Making Jupyter work seamlessly on Cori has required collaboration between data architects, systems engineers, security and network specialists, the core Jupyter team, and the extended Jupyter developer community. By documenting their experiences and plans and contributing back their code, Shreyas, Rollin, and Shane hope to promote and facilitate the concept of interactive supercomputing to a broader audience. Indeed, they envision a day when a good fraction of NERSC users rely exclusively on Jupyter or similar frameworks for data analysis and never use a traditional login shell at all.

Photo of Shreyas Cholia

Shreyas Cholia

Lawrence Berkeley National Laboratory

Shreyas Cholia leads the Usable Software Systems group at Lawrence Berkeley National Laboratory (LBNL), which focuses on making scientific computing more transparent and usable. He is particularly interested in how web APIs and tools can facilitate this. Shreyas also leads the science gateway, web, and grid efforts at the National Energy Research Scientific Computing Center (NERSC) at LBNL. His current work includes a project that enables Jupyter to interact with supercomputing resources, and NEWT, a REST API for high-performance computing. He holds a degree from Rice University, where he studied computer science and cognitive sciences.

Photo of Rollin Thomas

Rollin Thomas

Lawrence Berkeley National Laboratory

Rollin Thomas is a big data architect in the Data and Analytics Services group at Lawrence Berkeley National Laboratory. Previously, he was a staff scientist in the Computational Research division.

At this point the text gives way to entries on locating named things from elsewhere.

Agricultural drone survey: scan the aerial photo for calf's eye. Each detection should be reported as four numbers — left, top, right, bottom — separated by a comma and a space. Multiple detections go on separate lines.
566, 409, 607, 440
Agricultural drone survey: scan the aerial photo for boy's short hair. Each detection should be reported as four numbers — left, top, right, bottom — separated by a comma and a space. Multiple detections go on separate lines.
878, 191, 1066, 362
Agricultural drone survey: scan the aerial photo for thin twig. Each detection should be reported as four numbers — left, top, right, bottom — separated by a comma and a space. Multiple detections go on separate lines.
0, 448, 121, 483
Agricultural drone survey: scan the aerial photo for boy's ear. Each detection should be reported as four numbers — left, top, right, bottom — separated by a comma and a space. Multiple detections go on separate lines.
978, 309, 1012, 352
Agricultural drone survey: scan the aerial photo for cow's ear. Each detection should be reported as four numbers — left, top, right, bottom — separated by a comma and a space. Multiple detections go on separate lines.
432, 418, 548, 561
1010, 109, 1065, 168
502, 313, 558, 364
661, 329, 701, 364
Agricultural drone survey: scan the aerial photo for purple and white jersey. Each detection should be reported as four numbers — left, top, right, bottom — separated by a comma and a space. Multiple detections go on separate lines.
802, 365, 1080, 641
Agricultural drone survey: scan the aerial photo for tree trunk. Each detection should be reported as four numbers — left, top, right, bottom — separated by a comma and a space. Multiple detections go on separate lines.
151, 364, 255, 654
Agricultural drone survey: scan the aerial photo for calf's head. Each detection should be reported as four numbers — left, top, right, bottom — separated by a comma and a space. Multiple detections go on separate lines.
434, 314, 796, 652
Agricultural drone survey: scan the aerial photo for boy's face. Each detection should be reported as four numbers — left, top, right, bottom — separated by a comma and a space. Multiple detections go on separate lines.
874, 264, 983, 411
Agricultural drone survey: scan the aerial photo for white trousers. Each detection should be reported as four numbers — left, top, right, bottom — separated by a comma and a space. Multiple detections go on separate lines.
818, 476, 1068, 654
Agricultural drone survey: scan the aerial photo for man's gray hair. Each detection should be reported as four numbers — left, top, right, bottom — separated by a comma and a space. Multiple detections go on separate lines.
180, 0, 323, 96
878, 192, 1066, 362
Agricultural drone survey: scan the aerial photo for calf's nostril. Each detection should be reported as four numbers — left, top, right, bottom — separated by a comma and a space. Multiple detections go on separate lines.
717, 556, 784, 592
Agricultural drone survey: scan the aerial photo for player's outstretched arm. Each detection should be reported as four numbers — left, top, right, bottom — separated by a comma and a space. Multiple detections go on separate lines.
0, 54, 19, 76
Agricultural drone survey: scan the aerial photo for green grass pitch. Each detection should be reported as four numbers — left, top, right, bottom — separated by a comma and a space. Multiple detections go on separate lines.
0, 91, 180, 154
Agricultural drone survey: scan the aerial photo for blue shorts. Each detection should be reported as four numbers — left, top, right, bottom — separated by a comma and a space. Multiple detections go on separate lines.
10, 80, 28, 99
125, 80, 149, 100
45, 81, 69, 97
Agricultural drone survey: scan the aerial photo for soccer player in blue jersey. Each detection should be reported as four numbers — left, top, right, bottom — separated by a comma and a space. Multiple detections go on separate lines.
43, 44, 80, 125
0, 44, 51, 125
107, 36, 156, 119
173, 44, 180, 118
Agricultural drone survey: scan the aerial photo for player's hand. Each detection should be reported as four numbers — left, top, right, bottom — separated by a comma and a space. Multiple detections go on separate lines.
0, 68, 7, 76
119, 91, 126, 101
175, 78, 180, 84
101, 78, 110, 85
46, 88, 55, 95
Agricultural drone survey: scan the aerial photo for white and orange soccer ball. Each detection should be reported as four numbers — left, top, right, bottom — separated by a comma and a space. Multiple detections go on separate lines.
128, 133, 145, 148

Rollin has worked on numerical simulations of supernova atmospheres, observation and analysis of supernova spectroscopy data, and data management for supernova cosmology experiments. He has served as a member of the Nearby Supernova Factory, is a builder on the Dark Energy Survey, and is a full member of the Large Synoptic Survey Telescope Dark Energy Science Collaboration. Rollin holds a BS in physics from Purdue University and a PhD in astrophysics from the University of Oklahoma.

Photo of Shane Canon

Shane Canon

Lawrence Berkeley National Laboratory

Shane Canon is a project engineer in the Data and Analytics Services group at NERSC in the Lawrence Berkeley National Laboratory, where he focuses on enabling data-intensive applications on HPC platforms and engaging with bioinformatics applications. Shane has held a number of positions at NERSC, including leading the Technology Integration group, where he focused on the Magellan Project and other areas of strategic focus, leading the Data Systems group, and serving as a system administrator for the PDSF cluster, where he gained experience in cluster administration, batch systems, parallel filesystems, and the Linux kernel. He was also a group leader at Oak Ridge National Laboratory, where he architected the 10 petabyte Spider filesystem. Shane is involved in a number of projects outside of NERSC, including serving as the production lead on the KBase project, which is developing a platform to enable predictive biology. Shane holds a PhD in physics from Duke University and a BS in physics from Auburn University.